Stereotyping is categorising someone based on a mental image, rather then one presented by an individual.




Myth:

'Gay people only go to gay bars. They like clubbing, dance music and taking drugs.'

Truth

Many gay people enjoy gay venues for a number of reasons. As mentioned in The first myth buster, gay people are a diverse bunch just like straight people, and as likely to be into rock music and stamp collecting as they are clubbing and drinking games. Being gay doesn't mean you have to join a special club with behaviour guidelines, nor does it mean you need to abandon and ignore your heritage and culture. If you prefer a quiet chat and a coffee to a noisy night of clubbing, then go for it. Don't be defined by your sexuality and what some people think it encompasses - just be yourself!




Myth:

'In a gay relationship, who plays the man and who plays the woman?'

Truth:

Because we're raised to think of a relationship in male-female role terms, people assume these roles are copied in a same-sex relationship. People might assume there is a female (passive, penetrated) and male (dominant, penetrator) role in the bedroom of a same-sex male relationship, or that one woman in a lesbian relationship is butch and manly while the other is feminine.

These sort of ideas about relationship roles are very old fashioned, whether looking at a Gay or Straight relationship. Again, people are very diverse and they create diverse relationships with unique qualities.




Myth:

'Gay Travellers can't have "real" relationships like straight people can.'

Truth:

Some people view same-sex relationships are inferior or 'not the real thing'. Some view being gay as a weird sexual fetish rather than someone's sexuality, and think that real romantic love can only be found with someone of the opposite sex. This is especially common in the psychosocial mind-set of the Travelling community.

Gay people can fall in love and have wonderful relationships just like heterosexual people can - the feelings are the same. Gay relationships are as likely to succeed or fail as straight relationships, and similarly, it's the people in the relationship who make or break it.

People are capable of real, lasting, romantic love. That means everyone.




Myth:

'Gay Travellers are more prone to mental illness.'

Truth:

Being gay is not a mental health problem itself, but mental health problems among gay people are relatively high.

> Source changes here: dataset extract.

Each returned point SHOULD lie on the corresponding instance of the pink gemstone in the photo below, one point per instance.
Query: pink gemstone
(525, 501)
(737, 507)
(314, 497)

Gay people, especially those of a minority such as the Travelling community face obstacles and challenges that straight people usually don't. It's tough growing up gay when the world around you and the tradition you were born into may be telling you that it's wrong.

Homophobia and bullying, feelings of isolation and loneliness contribute to poor mental health, which is only increased by the exclusion of Travellers (for both internal and external reasons) from mainstream society. It's no wonder that some (though far from all) gay people feel unable to cope and develop mental health problems such as depression and anxiety.

But nobody is born depressed or anxious. It's our environment and negative life experiences that can result in these problems, regardless of whether you are gay or straight, Traveller or from the broader community.